Pode-se dizer que a liturgia cristã foi marcada pela inculturação, ou adaptação cultural, ao longo dos séculos, por isso, ela é ao mesmo tempo unificada e tão distinta. Antes de uma maior centralização do cristianismo, havia uma forma muito autônoma das comunidades se organizarem, gerando mesmo datas distintas para uma mesma celebração. O fato é que existem diversas liturgias cristãs formadas ao longo dos tempos como a latina romana, a ortodoxa bizantina, grega, armênia, siríaca, copta... E dentro de cada uma delas, existe uma infinidade de ritos, por exemplo, na liturgia latina, existem o rito ambrosiano, o rito bracarense, o rito galicano, o rito moçárabe, o rito dos cartuxos e o uso Anglicano. E ainda, na própria liturgia latina romana, existem duas formas de se celebrar: o ordinário (o qual costumamos participar aos domingos nas nossas comunidades) e o extraordinário (que é o modelo tridentino, rezado em latim).
De maneira geral, a liturgia cristã é complexa e sempre atenta ao equilíbrio entre a atualização cultural e a conservação da tradição. O último concílio ecumênico da Igreja Católica, o Concílio Vaticano II, se dedicou muito a uma autêntica reflexão litúrgica. O documento Sacrosanctum Concilium, redirecionou a Igreja Católica a uma reforma litúrgica preocupando-se em evidenciar que o centro da fé cristã (e de suas celebrações) não pode ser desviado da pessoa de Jesus Cristo. E mais, que as celebrações devem ser vivenciadas pelas pessoas com toda a consciência, pois é a vida que se celebra, deste modo, a compreensão do que se celebra é essencial. Ainda hoje, diversas pessoas, leigas e religiosas, estudam profundamente todos os aspectos da liturgia cristã, desde a arquitetura dos espaços sagrados, as vestes litúrgicas, os cantos, os ritos, a arte... Também se percebe diversas posturas teológicas hoje que debatem sobre o sentido da inculturação e da missão da liturgia como autêntica celebração da fé cristã no mundo. Desafios e perspectivas se abrem e se desdobram para o futuro.
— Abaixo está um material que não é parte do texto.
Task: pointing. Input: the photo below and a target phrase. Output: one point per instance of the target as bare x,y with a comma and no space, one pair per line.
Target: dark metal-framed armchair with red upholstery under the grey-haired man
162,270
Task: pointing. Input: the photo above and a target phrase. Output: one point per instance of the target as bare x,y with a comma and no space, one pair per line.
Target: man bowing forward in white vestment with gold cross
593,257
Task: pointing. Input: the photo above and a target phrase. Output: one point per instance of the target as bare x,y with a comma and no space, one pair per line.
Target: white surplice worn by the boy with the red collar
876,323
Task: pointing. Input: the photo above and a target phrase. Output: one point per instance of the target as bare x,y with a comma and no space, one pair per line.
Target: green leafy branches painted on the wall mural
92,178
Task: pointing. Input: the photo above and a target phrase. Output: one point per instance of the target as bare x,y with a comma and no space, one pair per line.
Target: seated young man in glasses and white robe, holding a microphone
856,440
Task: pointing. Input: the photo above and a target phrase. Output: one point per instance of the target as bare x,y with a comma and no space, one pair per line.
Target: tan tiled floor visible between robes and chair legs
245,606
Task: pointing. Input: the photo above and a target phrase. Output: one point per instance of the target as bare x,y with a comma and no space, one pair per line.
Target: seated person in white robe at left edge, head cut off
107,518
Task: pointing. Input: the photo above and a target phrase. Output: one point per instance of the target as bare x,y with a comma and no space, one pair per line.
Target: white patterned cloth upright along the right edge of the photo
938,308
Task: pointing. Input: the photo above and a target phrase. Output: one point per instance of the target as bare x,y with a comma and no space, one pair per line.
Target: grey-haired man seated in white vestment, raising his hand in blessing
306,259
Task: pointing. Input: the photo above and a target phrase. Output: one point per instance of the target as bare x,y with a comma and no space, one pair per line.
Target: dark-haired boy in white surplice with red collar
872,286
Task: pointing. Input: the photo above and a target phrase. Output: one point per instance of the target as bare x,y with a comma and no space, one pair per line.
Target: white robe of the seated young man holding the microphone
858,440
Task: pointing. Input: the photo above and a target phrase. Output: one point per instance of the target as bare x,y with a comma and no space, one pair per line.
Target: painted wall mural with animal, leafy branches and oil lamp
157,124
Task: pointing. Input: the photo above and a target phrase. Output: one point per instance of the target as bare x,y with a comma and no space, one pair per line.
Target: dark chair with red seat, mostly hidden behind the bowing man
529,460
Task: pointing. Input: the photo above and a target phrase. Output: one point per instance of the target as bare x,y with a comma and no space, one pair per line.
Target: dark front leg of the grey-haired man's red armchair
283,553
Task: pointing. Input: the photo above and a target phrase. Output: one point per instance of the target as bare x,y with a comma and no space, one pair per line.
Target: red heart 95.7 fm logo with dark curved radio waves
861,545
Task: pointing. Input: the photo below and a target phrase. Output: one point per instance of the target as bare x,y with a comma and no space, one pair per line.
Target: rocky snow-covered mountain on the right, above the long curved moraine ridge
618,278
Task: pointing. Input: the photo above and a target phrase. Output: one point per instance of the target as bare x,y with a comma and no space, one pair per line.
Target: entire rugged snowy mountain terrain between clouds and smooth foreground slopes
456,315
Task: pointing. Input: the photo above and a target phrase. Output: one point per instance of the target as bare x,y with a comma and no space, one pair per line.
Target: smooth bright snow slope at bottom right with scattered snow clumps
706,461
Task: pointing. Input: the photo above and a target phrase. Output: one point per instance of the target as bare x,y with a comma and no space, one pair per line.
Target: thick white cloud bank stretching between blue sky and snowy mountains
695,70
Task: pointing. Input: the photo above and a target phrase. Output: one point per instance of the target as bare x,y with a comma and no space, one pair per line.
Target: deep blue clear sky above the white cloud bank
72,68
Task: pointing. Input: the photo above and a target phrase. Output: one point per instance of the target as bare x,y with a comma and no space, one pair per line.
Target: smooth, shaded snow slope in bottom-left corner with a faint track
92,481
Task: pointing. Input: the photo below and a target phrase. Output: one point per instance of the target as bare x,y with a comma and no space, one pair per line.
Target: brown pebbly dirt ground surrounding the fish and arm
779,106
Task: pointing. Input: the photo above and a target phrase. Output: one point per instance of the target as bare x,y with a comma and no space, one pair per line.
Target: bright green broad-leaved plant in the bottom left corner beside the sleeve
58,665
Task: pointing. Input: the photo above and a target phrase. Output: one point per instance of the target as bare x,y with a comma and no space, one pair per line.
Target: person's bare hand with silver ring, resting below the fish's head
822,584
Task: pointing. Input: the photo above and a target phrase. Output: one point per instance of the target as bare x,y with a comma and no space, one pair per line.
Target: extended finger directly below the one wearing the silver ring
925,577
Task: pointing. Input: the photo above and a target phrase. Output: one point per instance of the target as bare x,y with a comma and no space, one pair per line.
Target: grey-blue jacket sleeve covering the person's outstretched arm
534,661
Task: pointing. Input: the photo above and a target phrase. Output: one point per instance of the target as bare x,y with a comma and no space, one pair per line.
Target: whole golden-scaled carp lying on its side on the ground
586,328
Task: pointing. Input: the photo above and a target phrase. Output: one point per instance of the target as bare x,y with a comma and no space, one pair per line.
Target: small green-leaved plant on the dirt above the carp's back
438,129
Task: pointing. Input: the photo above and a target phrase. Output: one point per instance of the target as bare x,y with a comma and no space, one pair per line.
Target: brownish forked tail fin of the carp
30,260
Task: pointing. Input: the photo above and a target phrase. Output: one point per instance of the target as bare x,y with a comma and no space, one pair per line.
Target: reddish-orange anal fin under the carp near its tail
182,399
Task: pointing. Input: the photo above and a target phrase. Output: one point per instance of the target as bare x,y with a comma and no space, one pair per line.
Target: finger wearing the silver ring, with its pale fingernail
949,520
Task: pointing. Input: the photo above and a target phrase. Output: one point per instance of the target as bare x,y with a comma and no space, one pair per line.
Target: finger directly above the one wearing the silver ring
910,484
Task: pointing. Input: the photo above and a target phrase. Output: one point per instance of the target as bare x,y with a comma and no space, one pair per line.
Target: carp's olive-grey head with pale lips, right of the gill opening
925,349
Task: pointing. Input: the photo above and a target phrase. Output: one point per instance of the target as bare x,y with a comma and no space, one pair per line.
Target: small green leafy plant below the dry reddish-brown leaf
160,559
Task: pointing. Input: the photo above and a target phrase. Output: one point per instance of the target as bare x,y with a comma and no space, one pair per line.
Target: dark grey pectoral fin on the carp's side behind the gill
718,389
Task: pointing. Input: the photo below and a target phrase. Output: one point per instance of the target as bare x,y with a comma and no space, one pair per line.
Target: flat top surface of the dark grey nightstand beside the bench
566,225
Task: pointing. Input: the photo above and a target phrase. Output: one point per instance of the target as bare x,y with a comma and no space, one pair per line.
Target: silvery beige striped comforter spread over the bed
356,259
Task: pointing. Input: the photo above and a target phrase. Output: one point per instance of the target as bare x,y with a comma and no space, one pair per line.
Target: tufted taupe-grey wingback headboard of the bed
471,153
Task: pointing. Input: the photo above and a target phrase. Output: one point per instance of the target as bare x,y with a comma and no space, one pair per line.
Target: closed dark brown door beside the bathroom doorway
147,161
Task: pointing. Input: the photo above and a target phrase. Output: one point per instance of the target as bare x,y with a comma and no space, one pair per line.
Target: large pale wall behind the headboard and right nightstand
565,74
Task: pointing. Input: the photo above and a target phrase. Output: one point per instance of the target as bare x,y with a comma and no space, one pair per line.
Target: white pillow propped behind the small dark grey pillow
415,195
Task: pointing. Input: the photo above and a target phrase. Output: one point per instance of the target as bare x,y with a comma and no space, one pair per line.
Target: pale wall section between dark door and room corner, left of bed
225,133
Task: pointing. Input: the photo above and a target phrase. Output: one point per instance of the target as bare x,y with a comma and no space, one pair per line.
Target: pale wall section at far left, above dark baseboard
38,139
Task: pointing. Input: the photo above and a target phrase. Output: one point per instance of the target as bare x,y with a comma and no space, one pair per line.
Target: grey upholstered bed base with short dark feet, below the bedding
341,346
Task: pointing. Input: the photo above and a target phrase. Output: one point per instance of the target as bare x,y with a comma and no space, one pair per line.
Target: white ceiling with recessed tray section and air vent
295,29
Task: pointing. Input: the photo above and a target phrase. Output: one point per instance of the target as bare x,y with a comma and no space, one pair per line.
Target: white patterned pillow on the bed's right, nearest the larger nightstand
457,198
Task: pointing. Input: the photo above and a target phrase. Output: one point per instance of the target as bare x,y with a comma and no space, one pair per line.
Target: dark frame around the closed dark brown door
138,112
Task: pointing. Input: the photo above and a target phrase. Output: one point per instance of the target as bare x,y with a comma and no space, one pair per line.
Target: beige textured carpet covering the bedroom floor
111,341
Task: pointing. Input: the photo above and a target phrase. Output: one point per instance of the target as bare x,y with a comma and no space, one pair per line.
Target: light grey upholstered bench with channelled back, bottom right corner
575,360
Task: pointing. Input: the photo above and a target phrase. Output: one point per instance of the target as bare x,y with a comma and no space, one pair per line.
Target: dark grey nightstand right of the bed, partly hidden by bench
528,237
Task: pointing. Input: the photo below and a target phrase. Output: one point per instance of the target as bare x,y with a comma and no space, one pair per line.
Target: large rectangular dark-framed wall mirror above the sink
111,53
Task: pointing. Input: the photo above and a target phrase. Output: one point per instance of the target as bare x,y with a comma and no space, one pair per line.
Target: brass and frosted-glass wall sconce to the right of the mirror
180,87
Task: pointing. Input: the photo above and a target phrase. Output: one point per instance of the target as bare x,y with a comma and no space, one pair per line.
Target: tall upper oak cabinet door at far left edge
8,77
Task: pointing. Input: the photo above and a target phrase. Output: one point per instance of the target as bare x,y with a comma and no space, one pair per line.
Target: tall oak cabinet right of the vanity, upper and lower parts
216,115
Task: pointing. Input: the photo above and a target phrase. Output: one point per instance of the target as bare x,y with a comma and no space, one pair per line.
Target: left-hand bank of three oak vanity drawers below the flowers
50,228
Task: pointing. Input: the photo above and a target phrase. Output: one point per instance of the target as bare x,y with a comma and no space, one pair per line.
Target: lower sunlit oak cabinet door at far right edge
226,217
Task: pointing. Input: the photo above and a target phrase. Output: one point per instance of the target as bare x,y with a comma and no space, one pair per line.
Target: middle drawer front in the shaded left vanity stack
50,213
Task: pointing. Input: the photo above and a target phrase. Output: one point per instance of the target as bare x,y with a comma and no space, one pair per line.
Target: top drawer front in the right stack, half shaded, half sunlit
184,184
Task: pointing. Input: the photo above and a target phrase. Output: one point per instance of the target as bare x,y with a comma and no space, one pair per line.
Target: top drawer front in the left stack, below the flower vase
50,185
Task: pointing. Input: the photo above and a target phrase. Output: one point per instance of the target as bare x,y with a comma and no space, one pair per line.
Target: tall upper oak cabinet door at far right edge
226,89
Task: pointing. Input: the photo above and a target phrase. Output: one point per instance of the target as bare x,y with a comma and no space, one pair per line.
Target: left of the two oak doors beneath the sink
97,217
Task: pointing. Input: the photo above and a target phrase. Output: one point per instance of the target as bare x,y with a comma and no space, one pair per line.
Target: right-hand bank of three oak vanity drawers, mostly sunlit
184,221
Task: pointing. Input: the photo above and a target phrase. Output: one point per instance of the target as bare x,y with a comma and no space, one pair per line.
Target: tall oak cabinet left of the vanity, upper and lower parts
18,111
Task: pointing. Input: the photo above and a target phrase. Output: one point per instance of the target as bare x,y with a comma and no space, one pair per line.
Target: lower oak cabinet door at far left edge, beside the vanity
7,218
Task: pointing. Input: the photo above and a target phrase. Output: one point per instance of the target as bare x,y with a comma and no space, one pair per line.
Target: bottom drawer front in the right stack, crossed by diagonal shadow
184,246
Espero que este breve passeio sobre as origens da liturgia tenha nos aberto novas perspectivas sobre a sua vivência da fé cristã. As dúvidas nos abrem possibilidade de ir mais fundo nas questões. E voltando a pergunta inicial, o fato é que não podemos afirmar que haja um “ano novo católico”. O que existe é o fim do ano litúrgico e o início de outro. Atualmente a liturgia Romana divide o ano litúrgico em ciclos: Advento-Natal, Tempo Comum, Quaresma-Páscoa, Pentecostes, Tempo Comum II. São 33 ou 34 semanas de Tempo Comum ao longo do ano litúrgico, divididas em duas partes. O último domingo do Tempo Comum é marcado pela Festa de Cristo Rei, a última solenidade do calendário. No domingo seguinte já se inicia o Advento, que dá início a um novo ano litúrgico. Na verdade o Advento não tem data fixa, pode começar no final de novembro ou início de dezembro, dependendo do ciclo do Natal. Não é necessário festas, nem fogos, uma vez que o Advento é um tempo de espera, reconciliação, renúncia e transformação de vida. A data do Natal, o dia 25 de dezembro, que já foi considerada início do ano novo na antiguidade, para os cristãos, tem muito mais importância do que o ano novo, propriamente dito. O Natal é uma experiência de fé que nos convida a colocar a humildade e a pobreza do menino Jesus e da Sagrada Família como sinais cristãos em um mundo que valoriza em demasia o dinheiro e o poder.